Still holding on to the necklace, I go toward the back of the island where there is a garden that was started by my grandfather. I pick out a white flower and make my way back to the front of the house with every intention to walk up to sea, say a few words, and place the flower and necklace in the water. I get about halfway there before I stop. I can’t do this. I look at the necklace; the only thing I have of hers, and kiss it before I put it in my pocket. I can’t let go… not now, not ever. I look back up to the sea before I fall to my knees, drop the flower on the sand and weep. After a while, I take a deep breath, leave the flower on the sand and go back in the house. I find mom and Owen in the living room. They’re both by the window and they both look worried.
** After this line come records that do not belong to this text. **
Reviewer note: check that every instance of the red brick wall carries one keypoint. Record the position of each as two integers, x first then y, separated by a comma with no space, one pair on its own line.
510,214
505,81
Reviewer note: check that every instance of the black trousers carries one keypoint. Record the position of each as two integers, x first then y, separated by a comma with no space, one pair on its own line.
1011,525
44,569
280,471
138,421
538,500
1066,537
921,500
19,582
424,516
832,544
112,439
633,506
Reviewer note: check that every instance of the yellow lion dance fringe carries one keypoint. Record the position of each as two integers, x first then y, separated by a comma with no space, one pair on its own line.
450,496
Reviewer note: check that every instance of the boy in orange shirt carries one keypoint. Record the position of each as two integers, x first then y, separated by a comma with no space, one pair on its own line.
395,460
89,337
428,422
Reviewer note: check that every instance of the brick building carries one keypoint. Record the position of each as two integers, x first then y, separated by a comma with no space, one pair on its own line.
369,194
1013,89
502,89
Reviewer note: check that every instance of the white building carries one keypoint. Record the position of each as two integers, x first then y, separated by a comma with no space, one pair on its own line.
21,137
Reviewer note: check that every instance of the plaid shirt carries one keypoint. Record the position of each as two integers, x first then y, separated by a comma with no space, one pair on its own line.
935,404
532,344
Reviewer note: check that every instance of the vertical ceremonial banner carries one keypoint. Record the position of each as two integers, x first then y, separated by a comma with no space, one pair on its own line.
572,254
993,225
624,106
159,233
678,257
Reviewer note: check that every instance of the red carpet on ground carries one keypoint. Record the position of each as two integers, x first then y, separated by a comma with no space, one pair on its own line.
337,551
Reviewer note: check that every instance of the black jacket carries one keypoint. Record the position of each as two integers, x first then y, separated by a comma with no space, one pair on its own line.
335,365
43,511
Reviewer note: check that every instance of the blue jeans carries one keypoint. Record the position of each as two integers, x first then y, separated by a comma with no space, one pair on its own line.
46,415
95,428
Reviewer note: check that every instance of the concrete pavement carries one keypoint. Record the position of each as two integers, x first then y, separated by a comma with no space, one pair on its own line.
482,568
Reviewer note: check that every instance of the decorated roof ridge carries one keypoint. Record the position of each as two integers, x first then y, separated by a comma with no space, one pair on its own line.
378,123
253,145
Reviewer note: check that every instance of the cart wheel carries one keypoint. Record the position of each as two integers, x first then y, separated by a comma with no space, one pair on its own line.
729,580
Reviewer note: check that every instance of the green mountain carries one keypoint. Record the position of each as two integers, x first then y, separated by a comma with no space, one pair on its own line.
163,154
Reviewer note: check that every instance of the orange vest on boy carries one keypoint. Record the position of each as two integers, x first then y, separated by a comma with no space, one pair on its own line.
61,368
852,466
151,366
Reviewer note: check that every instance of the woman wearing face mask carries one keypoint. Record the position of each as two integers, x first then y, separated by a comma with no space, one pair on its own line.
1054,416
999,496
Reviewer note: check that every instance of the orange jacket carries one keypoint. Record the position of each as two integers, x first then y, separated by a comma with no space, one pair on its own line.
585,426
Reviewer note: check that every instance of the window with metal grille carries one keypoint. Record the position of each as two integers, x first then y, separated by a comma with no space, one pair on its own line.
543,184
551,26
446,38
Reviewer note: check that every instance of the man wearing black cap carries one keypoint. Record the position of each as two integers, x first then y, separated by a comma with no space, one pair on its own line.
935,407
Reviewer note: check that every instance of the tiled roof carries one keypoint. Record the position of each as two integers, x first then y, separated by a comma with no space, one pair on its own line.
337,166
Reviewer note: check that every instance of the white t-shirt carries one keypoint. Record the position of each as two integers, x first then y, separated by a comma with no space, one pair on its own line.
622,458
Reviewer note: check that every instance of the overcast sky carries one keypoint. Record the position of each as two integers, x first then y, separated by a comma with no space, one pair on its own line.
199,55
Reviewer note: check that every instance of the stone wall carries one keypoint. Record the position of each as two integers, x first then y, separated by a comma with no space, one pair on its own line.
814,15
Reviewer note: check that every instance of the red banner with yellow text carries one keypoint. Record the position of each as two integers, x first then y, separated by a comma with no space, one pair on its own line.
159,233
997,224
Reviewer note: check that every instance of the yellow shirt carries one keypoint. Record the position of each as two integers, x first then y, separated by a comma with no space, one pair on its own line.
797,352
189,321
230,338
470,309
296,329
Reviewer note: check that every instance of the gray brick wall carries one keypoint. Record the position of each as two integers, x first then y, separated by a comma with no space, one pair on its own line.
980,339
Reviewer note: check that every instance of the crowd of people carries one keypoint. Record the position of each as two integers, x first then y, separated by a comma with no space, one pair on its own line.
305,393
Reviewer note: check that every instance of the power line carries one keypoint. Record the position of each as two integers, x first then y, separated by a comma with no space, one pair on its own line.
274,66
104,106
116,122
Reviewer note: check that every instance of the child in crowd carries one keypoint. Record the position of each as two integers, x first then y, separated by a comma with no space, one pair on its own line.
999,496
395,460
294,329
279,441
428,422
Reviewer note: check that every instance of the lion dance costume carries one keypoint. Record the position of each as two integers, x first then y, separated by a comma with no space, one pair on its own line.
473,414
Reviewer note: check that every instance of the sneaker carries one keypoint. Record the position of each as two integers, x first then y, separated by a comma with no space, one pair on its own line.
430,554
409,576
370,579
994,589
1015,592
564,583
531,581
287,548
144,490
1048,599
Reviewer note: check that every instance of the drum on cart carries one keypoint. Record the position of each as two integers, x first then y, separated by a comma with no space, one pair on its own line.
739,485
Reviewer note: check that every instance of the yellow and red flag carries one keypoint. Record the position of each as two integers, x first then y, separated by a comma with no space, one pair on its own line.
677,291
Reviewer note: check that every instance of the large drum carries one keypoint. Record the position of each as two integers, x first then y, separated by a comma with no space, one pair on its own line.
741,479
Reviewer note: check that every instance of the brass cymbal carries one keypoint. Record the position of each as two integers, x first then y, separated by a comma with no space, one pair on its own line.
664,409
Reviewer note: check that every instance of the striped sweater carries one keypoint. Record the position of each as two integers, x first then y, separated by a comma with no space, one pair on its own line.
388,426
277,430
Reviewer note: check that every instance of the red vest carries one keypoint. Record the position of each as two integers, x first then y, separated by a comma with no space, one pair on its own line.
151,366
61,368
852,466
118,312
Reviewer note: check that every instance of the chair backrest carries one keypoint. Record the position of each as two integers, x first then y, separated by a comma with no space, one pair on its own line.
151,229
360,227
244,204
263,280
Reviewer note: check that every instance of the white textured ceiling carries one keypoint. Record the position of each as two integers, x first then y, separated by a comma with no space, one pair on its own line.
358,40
I need to get out of here,” I say. They don’t ask any questions. We leave right away.

Over the next few days, I consume myself with work. I’m either working or sleeping, and out of this whole thing… one person is happy. There is a look of pleasure on my dad’s face and for that, I hate him even more. So far, he left me alone, but today I see Brooke talking to him in his office and I know it’s only a matter of time before he pushes her on me again.

That night, things take a turn. I’m lying in bed alone and all I do is stare at where Arianna should be. I hate that I have nothing left of hers but the necklace. Well, actually, that’s a lie. I also have the ring that was given to her by the guy chosen by her father. On the night we met, she took it off and said the ring didn’t mean what I thought it did. She looked so vulnerable. Sometime during that night, I took the ring from where she left it and put it in my room. I thought it would help if she didn’t have any reminders of the life she was running from.

Right now, I wish I at least had a picture of her. I roll on my back and stare at the ceiling. I know it will only be a matter of time before I give in and do whatever my father says and honestly, what’s the point in fighting it? This is yet another night without her and it’s not getting any better. In fact, it’s getting worse. I can’t do this anymore. The first couple of nights, I could sleep, but now, not sleeping gives me time to think and I can’t handle this.

I get up and make my way to the living room. I stare at the bottle of whiskey. I literally stand there staring at it and thinking about the promise I made to Arianna, but this time, I give in. I can’t do this sober. I grab the bottle, a glass, and sit on the couch. I take a few shots before I start feeling the alcohol hit me, but that makes me think about her even more. So I keep drinking, and drinking, until I pass out.

 

 

CHAPTER FOUR

OWEN

It’s been almost a week. I went back to the island a few days ago to see if there were any signs of her at least being alive, but found nothing. Even through the ties of the black magic, I can’t feel anything.

To be honest, I’m surprised Blake has been coming to work every day, even though all he does is show up and lock himself in his office. I know it’s just something to keep his mind busy, but if that’s what will take for him to get over her, so be it.